The superiority of the proposed controller will be investigated compared with the performance of PSO tuned PID-P controller proposed in11 for the same investigated power system shown in Fig. 1 while applying severe changes for the demand load and solar irradiance levels. The proposed controller performance enhancement due to adding fast active power source like RFB will be investigated in the simulation section compared with the performance of the system without frequency stabilizer.

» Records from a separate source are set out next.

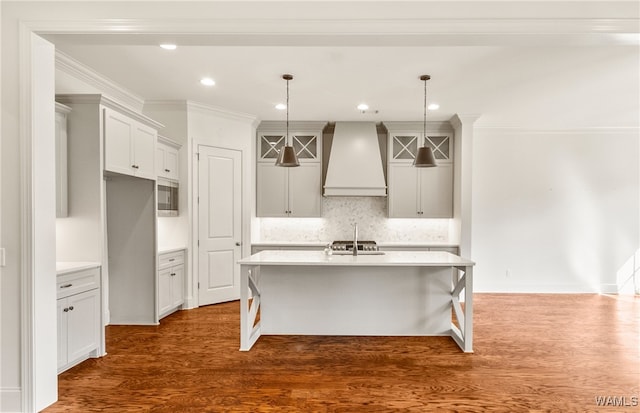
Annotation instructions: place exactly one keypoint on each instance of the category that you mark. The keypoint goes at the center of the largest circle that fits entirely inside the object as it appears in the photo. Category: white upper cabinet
(289, 192)
(129, 145)
(167, 159)
(419, 192)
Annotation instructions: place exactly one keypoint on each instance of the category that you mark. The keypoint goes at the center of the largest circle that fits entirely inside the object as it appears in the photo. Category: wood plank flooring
(533, 353)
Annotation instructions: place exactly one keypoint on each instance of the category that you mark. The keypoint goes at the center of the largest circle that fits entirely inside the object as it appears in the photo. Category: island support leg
(249, 306)
(463, 336)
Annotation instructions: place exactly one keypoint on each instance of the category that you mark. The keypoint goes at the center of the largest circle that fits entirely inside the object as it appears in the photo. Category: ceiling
(556, 79)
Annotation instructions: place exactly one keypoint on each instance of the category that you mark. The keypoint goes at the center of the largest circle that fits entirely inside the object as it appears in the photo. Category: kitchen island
(398, 293)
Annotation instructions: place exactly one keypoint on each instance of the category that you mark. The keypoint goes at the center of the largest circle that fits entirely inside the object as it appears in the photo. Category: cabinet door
(164, 290)
(177, 286)
(161, 150)
(272, 191)
(403, 191)
(171, 163)
(436, 191)
(62, 332)
(118, 142)
(305, 192)
(83, 322)
(144, 151)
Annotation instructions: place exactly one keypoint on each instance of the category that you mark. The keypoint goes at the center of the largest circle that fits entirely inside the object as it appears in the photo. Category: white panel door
(219, 220)
(305, 190)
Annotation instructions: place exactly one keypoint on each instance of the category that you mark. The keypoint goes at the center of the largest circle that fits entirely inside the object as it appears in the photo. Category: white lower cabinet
(79, 326)
(170, 282)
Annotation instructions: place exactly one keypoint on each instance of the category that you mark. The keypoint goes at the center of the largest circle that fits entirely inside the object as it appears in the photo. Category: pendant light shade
(424, 158)
(287, 155)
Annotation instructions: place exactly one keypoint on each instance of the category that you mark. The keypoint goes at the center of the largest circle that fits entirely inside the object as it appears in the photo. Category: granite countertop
(380, 244)
(391, 259)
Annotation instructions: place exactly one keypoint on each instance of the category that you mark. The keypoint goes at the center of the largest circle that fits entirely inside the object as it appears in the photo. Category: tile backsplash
(341, 213)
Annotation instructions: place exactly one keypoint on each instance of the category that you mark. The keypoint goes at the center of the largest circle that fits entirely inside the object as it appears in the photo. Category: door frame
(193, 298)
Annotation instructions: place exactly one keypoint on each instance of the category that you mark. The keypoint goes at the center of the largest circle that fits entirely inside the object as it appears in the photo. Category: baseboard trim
(10, 400)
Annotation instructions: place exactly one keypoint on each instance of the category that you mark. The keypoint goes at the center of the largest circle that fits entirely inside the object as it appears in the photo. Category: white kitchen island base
(395, 294)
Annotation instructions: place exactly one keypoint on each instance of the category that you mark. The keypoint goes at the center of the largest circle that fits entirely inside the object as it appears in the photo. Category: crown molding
(279, 125)
(612, 130)
(408, 126)
(102, 83)
(218, 111)
(98, 99)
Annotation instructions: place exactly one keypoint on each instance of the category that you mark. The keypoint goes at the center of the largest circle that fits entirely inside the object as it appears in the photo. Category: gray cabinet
(419, 192)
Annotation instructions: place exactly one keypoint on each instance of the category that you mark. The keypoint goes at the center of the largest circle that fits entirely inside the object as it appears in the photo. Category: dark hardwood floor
(533, 353)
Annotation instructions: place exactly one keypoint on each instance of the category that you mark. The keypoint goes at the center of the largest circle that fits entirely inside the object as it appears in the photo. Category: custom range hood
(355, 164)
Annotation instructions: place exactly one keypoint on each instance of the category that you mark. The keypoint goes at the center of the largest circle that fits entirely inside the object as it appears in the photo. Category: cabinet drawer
(77, 282)
(170, 258)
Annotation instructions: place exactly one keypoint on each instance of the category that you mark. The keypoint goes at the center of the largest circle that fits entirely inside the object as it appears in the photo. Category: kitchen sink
(359, 252)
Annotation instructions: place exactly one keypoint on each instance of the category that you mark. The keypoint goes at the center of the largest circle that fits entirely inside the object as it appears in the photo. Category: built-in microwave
(167, 198)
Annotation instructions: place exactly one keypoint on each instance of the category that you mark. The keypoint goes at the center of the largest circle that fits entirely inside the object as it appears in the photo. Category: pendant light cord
(424, 122)
(286, 140)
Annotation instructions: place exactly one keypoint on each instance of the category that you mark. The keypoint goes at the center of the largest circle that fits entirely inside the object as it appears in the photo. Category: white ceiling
(534, 80)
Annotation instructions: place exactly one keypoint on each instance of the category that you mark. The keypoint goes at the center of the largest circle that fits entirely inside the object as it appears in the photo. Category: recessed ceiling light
(207, 81)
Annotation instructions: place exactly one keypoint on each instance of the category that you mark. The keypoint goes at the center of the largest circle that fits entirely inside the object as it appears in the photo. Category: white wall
(554, 211)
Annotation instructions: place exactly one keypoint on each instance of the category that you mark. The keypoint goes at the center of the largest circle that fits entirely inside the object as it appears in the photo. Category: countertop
(73, 266)
(390, 258)
(321, 244)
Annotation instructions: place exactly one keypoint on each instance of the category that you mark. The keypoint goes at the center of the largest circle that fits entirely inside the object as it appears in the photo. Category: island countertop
(389, 258)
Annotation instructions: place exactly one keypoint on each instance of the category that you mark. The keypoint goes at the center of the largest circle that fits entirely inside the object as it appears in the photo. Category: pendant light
(287, 156)
(424, 158)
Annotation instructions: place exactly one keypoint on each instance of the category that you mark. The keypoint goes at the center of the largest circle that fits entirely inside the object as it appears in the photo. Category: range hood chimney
(355, 164)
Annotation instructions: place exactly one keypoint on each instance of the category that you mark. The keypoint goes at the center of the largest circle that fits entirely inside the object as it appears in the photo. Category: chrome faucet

Two-area multi-source investigated power system model

The investigated two-area multi-source power system has been introduced in11,13,15. The power system has two generating areas, each area of generation has several generating units. Area-1 has re-heat steam, hydro-electric and wind power plants respectively while area-2 has re-heat steam, hydro-electric and diesel power plants respectively. RFB as frequency stabilizer has been sized for the investigated power system in13 and centered in area-1 in order to absorb or discharge power instantaneously during disturbance periods caused by demand load or solar irradiance severe changes because the typical time constant for RFB is only 0.5 ms.24. The two generating areas are interconnected through tie-line. In addition to the main task for the proposed LFC to control the power system frequency, the tie-line in the investigated power system does not have any power flow controller which increases the importance of LFC robustness in order to preserve the tie-line power shared between generating areas within its pre-scheduled values. Solar park power plant has been integrated in each generating area with active power capacity of 10% from the power system base power. During normal operation conditions, maximum power point tracker (MPPT) is controlling the solar park main inverter.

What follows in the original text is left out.